A partir des souvenirs de sa compagne, Dominique Grange, incarnés par le personnage d'Elise, Jacques Tardi explique pourquoi certains “gauchistes”, quelques années après la fin de la Seconde Guerre mondiale, ont pu comparer les méthodes de la police française à celles de la Gestapo ou des SS.
La répression de la manifestation pacifique du 17 octobre 1961 (organisée par le FLN) de quelques dizaines de milliers d'ouvriers algériens bravant le couvre-feu qui venait de leur être imposé, est le déclic qui fait basculer Dominique-Elise dans une révolte idéologiquement assez confuse, compte tenu de son jeune âge. Cette rébellion trouvera dans les événements ultérieurs de “Mai 68” une occasion de s'exprimer.
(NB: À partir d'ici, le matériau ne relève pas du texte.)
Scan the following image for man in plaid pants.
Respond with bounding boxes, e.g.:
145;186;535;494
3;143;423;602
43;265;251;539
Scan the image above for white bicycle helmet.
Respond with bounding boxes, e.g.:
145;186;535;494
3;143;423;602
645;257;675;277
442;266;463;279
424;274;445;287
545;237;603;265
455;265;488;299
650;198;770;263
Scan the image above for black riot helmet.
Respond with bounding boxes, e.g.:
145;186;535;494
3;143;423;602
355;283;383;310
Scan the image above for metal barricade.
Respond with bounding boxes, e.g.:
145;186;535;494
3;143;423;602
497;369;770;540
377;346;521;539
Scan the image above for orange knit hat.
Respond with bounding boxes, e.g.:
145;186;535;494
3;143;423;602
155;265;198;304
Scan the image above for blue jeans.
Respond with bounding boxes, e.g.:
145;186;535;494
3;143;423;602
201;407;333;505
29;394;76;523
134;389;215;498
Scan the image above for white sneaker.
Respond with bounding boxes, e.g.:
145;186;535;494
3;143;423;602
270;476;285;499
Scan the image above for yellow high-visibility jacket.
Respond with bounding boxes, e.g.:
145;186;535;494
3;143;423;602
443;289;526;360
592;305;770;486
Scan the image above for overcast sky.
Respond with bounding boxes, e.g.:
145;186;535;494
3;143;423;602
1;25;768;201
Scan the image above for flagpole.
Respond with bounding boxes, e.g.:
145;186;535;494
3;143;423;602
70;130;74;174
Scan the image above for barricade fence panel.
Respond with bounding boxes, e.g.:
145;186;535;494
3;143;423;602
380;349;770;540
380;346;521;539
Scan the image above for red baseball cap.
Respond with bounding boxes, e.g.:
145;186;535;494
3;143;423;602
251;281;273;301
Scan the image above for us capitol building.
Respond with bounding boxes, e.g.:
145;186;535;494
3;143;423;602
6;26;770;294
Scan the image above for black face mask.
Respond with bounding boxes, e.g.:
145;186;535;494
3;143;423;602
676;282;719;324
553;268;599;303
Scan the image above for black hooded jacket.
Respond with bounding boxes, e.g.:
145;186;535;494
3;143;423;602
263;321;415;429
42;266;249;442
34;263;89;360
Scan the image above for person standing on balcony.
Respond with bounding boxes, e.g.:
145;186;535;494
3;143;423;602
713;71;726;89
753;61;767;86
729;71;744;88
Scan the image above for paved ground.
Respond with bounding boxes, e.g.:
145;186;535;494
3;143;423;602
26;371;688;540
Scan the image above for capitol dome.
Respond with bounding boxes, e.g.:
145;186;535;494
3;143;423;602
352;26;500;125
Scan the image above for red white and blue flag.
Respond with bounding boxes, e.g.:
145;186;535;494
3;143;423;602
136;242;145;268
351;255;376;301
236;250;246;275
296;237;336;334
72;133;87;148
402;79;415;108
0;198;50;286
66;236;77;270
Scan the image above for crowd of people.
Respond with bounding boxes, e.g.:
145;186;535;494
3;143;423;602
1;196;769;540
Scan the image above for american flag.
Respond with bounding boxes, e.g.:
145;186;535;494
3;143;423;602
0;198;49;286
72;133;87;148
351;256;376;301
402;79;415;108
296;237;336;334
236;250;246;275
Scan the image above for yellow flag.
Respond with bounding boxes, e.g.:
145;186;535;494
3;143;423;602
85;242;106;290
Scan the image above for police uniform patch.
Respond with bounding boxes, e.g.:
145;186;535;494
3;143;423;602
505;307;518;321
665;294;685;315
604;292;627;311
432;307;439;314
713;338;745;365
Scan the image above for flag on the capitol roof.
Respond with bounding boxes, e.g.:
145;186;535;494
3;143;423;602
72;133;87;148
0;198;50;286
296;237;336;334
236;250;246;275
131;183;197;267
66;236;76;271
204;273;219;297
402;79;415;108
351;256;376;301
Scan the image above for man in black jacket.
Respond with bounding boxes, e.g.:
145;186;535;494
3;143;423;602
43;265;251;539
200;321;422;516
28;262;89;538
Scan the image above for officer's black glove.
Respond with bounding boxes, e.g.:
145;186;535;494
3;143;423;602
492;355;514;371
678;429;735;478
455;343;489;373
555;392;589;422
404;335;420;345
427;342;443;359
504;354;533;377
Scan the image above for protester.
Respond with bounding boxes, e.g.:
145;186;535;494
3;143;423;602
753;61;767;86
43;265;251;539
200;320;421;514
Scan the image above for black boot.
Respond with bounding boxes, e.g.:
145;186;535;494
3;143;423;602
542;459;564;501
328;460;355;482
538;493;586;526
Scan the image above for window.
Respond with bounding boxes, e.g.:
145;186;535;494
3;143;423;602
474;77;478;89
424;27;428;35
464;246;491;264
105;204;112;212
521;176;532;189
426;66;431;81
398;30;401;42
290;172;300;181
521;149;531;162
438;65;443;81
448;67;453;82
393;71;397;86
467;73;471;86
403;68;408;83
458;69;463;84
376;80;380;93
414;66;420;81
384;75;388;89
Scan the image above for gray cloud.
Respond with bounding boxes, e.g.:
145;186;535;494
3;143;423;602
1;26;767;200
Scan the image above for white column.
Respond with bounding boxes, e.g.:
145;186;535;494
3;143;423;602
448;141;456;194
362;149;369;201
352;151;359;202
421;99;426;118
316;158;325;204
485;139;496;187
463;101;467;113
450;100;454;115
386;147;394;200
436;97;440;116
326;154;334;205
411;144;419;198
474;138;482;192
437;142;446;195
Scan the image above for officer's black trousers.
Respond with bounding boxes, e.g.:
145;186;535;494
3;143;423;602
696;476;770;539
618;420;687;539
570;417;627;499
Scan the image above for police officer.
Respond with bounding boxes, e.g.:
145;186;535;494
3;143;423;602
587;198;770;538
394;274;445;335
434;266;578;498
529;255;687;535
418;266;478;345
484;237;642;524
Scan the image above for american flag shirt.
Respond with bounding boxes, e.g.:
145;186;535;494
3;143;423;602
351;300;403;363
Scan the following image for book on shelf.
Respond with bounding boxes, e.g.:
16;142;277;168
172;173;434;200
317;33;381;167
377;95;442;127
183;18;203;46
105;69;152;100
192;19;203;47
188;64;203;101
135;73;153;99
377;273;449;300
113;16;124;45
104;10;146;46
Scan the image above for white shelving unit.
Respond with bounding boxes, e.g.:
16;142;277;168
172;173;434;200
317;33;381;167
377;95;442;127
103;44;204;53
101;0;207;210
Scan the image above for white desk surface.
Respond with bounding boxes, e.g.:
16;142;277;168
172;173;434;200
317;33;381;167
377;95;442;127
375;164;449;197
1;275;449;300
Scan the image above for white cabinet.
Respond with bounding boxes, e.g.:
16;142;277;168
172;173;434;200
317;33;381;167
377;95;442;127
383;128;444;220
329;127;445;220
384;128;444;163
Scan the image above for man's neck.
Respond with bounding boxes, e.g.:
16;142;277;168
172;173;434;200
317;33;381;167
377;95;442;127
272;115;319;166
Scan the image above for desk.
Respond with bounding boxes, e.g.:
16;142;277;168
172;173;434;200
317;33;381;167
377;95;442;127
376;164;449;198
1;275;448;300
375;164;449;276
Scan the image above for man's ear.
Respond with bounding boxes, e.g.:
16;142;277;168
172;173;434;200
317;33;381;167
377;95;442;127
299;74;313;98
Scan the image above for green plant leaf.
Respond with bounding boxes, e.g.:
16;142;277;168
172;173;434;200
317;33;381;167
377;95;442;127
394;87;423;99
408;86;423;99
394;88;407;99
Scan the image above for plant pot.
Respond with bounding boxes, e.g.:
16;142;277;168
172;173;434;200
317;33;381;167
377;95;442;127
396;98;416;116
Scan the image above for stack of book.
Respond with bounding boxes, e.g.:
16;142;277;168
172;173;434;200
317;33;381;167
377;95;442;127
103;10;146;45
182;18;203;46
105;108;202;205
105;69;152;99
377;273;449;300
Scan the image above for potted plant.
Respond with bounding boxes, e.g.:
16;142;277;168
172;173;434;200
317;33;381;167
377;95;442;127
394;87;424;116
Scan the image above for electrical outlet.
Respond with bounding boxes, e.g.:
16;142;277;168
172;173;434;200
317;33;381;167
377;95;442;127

C'est ici presque une théorie de “Mai 68” comme une résurgence de l'anarchie du XIXe siècle, provisoirement étouffée par deux guerres mondiales, dont les conséquences ne furent pas seulement matérielles. Le suicide des compagnons de lutte d'Elise est un des détails qui évoque les anarchistes du siècle précédent, dont le combat inégal et sans issue était parfaitement démoralisant.
La BD n'est pas sans défaut : Tardi use et abuse de sa capacité à peindre les monuments célèbres de Paris (ou de Lyon), qui est sa “marque de fabrique”. Peut-être un rappel que l'architecture de Paris a été largement conçue pour le besoin de la répression du peuple de Paris ?
En outre le ton de J. Tardi et D. Grange est trop didactique, comme s'ils voulaient écrire l'histoire authentique de “Mai 68” contre les promoteurs “bobos” de la culture soixante-huitarde.